Lee Chandler (the excellent Casey Affleck) is a maintenance man in the Boston area, working on four apartment buildings with difficult tenants. He gets word that his brother Joe (Kyle Chandler) is having trouble with his heart, again, and Lee rushes up to the hospital to see him. Too late.

Much to his surprise, Lee finds out that his older brother has made him the sole guardian of Joe’s son Patrick (Lucas Hedges). He’s required to return to the title locale to care for his 16-year-old nephew. In doing so, ghosts of his past while growing up in the community, especially his ex-wife Randi (Michelle Williams), come to the fore. Lee and Patrick negotiate their relationship without Joe, the common thread.

The saddest part of the film takes place while one of the two most heart-wrenching pieces of music in the entire classical canon is playing.

Grief is a peculiar thing. Often, others want you to “get over it” sooner than you are able to do so, and that is, for me, the underlying theme of the film. When the movie ended, a pair of women who were sitting behind us at the Spectrum expressed disappointment that the end wasn’t more tidily happy. I thought it was much like life IS.

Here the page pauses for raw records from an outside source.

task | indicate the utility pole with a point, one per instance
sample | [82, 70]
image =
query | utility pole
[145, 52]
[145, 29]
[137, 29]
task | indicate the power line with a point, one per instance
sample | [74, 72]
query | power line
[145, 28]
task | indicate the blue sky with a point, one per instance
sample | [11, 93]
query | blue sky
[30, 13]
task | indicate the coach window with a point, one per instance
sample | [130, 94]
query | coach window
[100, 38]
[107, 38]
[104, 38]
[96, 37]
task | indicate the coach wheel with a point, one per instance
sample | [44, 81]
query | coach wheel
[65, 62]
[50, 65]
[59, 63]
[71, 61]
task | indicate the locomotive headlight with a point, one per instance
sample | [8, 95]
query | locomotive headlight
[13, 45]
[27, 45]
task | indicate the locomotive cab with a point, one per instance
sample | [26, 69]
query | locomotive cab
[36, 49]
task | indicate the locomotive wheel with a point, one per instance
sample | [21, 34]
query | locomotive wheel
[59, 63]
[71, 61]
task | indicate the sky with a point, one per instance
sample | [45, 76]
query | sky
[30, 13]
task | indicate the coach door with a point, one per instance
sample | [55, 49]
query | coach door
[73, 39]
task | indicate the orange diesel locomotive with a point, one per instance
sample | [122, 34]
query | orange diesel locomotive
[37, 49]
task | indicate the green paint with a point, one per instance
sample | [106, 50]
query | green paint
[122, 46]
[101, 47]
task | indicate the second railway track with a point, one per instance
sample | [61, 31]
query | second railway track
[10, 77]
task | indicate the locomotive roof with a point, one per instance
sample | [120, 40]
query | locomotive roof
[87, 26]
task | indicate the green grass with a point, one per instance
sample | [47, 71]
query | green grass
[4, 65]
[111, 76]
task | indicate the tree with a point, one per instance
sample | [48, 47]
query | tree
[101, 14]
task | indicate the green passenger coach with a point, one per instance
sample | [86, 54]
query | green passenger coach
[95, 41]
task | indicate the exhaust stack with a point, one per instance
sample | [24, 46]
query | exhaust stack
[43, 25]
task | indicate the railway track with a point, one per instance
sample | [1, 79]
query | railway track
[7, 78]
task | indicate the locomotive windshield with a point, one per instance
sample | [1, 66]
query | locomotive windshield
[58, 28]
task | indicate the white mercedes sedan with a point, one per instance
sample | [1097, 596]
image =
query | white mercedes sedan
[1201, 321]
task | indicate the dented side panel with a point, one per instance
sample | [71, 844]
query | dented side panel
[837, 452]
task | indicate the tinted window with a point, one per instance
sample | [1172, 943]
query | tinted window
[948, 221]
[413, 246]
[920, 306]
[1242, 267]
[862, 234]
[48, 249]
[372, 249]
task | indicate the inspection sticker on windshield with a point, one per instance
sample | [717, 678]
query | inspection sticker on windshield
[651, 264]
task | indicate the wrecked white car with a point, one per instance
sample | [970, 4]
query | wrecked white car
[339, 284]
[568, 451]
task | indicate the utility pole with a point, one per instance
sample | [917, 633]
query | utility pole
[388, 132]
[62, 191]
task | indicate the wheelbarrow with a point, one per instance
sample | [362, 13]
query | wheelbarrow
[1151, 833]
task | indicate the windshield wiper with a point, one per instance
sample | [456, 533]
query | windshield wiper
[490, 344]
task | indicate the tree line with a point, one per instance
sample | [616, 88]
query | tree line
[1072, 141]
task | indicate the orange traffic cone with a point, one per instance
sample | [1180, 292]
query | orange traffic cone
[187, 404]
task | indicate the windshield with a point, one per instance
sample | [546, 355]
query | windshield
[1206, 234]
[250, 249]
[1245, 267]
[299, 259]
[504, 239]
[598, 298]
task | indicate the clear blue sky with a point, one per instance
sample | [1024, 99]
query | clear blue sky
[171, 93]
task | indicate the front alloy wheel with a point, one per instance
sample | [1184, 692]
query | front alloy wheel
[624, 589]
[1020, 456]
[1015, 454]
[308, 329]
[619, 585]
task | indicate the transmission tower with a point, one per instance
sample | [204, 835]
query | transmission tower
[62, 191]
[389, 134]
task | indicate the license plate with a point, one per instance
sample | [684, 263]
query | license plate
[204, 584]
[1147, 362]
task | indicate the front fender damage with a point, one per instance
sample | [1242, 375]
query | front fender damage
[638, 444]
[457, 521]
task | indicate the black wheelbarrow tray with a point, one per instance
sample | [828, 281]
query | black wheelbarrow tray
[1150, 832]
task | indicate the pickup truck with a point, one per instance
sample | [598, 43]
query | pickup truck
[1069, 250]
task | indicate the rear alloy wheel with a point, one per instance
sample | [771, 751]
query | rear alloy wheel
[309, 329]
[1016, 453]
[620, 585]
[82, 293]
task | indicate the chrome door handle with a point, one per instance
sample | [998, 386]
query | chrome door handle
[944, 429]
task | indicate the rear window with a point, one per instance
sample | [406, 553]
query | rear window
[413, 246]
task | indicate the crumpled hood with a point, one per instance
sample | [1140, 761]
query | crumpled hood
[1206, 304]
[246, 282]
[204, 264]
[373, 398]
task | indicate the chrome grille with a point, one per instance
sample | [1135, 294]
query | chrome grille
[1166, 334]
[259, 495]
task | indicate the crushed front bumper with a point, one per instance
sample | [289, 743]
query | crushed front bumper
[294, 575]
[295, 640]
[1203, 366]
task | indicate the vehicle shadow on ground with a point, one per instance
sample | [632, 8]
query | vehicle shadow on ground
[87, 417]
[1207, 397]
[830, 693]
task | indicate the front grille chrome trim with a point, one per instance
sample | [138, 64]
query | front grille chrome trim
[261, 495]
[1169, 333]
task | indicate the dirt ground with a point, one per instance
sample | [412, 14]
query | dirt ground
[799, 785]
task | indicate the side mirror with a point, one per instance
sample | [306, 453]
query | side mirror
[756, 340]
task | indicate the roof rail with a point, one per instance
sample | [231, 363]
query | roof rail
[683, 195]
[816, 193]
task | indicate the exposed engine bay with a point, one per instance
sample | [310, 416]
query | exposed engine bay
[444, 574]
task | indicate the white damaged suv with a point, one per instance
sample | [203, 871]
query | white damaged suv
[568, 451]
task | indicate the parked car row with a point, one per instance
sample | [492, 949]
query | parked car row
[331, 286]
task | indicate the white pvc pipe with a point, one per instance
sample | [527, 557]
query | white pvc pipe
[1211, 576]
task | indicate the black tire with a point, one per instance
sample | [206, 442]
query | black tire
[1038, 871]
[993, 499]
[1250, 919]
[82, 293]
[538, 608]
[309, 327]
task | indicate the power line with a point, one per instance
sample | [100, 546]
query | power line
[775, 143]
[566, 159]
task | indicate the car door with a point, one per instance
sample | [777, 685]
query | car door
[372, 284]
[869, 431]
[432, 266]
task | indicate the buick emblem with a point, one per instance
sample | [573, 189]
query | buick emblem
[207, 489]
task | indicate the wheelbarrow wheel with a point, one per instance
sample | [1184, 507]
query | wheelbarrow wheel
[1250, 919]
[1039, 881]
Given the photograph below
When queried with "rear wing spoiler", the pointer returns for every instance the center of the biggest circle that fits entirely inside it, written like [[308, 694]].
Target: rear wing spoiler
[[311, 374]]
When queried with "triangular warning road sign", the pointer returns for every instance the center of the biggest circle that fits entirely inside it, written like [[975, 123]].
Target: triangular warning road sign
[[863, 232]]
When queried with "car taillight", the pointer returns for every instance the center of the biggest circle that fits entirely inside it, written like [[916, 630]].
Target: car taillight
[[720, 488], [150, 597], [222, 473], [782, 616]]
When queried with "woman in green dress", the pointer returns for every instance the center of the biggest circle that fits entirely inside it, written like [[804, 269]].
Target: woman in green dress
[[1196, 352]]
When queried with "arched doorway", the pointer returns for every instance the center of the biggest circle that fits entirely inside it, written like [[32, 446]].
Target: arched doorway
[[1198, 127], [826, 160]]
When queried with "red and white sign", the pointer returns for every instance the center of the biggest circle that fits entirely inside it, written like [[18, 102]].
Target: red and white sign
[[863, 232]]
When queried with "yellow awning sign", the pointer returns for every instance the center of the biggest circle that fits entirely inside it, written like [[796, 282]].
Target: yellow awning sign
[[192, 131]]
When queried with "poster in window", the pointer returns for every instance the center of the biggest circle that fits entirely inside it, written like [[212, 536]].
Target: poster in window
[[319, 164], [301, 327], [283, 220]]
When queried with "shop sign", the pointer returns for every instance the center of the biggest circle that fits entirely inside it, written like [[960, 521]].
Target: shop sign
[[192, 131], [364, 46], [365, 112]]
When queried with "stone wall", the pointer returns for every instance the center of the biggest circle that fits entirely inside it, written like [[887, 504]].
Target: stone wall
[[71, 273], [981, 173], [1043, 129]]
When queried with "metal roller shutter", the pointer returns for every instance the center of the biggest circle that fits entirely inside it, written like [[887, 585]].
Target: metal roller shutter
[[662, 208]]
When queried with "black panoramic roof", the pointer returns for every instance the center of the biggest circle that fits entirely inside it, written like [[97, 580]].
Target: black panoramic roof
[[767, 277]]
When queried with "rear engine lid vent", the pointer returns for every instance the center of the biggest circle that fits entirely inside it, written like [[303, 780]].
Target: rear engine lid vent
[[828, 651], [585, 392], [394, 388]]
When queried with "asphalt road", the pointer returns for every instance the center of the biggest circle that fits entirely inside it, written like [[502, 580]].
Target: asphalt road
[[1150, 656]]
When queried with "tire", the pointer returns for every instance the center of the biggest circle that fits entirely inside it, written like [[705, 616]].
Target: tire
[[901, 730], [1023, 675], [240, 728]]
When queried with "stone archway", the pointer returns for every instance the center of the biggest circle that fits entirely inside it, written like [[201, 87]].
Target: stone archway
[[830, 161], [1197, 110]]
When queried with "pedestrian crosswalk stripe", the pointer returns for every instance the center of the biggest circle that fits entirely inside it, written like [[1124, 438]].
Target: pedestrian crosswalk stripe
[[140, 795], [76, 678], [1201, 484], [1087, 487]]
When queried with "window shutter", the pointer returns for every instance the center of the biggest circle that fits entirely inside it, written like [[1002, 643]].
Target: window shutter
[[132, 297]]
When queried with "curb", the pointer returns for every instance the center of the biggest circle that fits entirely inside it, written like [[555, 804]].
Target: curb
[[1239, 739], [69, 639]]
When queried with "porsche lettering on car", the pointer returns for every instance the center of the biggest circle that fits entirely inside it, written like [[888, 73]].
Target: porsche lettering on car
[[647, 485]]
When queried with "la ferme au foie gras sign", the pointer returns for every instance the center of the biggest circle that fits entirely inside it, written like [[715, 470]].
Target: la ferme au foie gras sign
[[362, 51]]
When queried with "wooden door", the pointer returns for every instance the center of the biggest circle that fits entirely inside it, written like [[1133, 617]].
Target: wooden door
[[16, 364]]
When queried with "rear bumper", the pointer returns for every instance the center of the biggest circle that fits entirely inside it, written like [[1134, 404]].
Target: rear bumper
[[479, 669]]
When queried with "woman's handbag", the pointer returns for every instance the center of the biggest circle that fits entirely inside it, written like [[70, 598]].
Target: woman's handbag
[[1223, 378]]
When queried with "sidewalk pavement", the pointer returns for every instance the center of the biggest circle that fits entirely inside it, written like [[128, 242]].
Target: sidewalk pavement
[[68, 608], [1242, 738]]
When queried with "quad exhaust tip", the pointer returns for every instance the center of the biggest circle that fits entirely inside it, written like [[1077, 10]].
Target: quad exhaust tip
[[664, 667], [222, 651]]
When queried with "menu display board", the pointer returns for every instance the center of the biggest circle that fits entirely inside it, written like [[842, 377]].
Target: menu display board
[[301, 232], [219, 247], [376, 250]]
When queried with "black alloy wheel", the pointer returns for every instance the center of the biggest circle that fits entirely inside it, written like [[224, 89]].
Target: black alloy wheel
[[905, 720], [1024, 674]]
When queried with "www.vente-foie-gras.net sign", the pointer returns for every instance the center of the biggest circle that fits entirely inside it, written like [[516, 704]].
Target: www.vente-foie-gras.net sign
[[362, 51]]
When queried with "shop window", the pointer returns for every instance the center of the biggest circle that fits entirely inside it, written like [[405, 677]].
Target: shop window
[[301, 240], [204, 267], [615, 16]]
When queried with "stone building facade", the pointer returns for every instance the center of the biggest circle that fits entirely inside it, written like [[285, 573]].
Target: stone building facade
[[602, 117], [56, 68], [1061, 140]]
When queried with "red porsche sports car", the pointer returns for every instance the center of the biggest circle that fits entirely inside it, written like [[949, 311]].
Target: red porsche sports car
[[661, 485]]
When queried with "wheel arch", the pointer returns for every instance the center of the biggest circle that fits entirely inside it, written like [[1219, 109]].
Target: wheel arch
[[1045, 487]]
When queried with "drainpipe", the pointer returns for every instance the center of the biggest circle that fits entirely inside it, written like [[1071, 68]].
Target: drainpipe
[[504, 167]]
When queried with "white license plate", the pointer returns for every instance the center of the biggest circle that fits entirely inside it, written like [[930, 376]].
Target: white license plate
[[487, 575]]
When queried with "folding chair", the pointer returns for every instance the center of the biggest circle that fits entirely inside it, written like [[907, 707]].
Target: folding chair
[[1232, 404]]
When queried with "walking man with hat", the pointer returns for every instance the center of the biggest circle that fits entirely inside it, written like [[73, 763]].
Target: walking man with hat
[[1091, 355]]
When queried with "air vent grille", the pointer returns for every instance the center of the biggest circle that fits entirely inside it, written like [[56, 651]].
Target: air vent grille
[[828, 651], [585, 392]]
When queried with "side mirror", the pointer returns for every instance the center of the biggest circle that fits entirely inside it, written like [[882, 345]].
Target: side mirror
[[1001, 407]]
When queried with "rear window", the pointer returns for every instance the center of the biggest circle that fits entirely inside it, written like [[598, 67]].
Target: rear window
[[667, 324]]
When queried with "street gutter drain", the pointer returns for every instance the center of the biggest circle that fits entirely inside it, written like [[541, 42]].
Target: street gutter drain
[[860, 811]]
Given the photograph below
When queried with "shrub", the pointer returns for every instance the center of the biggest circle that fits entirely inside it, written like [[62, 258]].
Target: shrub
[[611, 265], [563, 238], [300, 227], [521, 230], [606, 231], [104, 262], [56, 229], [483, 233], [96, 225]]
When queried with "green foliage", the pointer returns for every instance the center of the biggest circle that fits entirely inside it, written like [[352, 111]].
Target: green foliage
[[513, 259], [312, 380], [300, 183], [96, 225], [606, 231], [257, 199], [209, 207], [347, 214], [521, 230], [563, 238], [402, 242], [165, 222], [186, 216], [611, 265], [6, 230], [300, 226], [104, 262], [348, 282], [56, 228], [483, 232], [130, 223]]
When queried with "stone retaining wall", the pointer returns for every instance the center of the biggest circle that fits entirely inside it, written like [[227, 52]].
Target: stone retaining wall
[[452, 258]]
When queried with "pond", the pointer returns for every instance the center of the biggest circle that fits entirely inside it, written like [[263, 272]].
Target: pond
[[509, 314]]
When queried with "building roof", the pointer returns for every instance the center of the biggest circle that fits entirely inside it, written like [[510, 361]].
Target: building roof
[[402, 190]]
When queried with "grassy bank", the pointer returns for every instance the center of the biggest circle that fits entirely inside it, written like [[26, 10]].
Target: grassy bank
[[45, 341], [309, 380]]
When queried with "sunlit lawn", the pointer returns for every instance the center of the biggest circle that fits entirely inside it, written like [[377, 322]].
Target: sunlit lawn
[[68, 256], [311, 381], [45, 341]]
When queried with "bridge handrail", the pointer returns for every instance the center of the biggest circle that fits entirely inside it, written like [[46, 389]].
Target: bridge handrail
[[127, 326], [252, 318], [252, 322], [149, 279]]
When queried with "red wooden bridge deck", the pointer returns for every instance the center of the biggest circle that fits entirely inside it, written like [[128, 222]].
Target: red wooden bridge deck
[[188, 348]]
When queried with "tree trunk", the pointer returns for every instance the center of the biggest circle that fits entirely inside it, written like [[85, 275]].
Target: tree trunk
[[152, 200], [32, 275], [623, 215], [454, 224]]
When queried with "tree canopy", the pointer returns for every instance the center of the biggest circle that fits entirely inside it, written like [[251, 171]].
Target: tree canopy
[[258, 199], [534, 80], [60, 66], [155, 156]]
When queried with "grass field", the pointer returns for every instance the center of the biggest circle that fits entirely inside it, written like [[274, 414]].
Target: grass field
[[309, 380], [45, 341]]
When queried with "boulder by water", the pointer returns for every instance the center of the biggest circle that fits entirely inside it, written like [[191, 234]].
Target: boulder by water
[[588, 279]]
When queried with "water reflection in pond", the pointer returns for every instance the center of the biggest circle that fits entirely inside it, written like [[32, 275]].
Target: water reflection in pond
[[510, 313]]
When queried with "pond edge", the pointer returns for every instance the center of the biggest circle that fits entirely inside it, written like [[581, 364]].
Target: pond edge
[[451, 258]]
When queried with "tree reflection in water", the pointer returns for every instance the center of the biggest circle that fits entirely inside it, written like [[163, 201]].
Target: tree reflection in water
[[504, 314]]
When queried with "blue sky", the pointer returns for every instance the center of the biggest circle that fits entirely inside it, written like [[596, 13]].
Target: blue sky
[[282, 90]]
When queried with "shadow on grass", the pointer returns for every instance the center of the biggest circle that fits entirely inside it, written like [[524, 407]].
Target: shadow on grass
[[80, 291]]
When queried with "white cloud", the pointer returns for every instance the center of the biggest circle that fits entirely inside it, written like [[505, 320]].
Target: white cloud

The most impressive element of the filmmaking is that the story goes back and forth in time, and I’m almost always aware of when we are in the narrative, no small feat. Kudos to writer/director Kenneth Lonergan, who had the same roles in one of my favorite films of the past 20 years, You Can Count On Me (2000). The acting was excellent throughout, although Matthew Broderick, in a small role as Patrick’s mom’s finance, always looks like Matthew Broderick to me.

I should note that, according to IMBD, Manchester by the Sea contains at least 125 profanities, with the f-bomb quite popular. The film is a bit more popular with the critics (97% positive on Rotten Tomatoes) than with fans (85% positive). At 135 minutes, it IS a long movie, but the guy in my row who checked his device at least thrice had me wanting to seize it from his hand and smash it to the floor, but I didn’t.